Он купил вечернюю газету и развернул на странице скачек. Восьмой заезд, пожалуй что, выглядел заманчиво: Как-Его-Папа, Перевал Нэнби, Знак Брокера, Морской Летчик, Чудный Светоч, Загребай-Нога, Глупый Доктор, Тиа Хуана и Вэл Зун. Да что тут думать-то! Конечно Как-Его-Папа, но играть он не будет. Не поставит даже двух долларов! Не хочет. Не может. Но ставить, конечно же, имеет смысл именно на эту лошадь. Вряд ли за нее дадут больше чем пять к двум, но что-нибудь дадут. Ну и пусть. Ставить он не будет, точка. И не стал. (В тот же день чуть позже он увидел в отчете, что Как-Его-Папа при шел третьим, проиграв Перевалу Нэнби и Морскому Летчику.)
А он и должен был привезти деньги, подумал он. В особенности потому, что я на него не поставил.

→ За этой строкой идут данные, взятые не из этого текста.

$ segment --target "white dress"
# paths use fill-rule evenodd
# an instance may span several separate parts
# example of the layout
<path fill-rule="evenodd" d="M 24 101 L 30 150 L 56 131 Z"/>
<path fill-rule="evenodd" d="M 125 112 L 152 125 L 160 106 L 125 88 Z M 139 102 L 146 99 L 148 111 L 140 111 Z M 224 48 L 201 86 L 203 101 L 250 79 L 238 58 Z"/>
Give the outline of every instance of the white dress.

Он поехал домой, поднялся наверх и там обнаружил, что женщина еще только-только проснулась.
– Ой, сколько времени?
– Да так, часика два.
– Можно я еще немножко поваляюсь?
– Да валяйся сколько душе угодно. Дети в порядке. Марта велела мне свозить мою красавицу куда-нибудь в долгое-долгое путешествие.
– Прямо так и сказала?
– Это ее собственные слова.
– Лгунья. Она ненавидит меня.
– Мне почему-то так не кажется.
– Ну, значит, я ее ненавижу. Видеть ее не могу.
– Тем не менее дети под присмотром, и мы можем делать что хотим. Но ты не торопись: мне надо еще ответить на несколько писем.
– Чертова Лукришия. Почему она до сих пор не звонит?
– Потому что спит еще. И будет теперь так много дней. Ну а как насчет твоих праздников?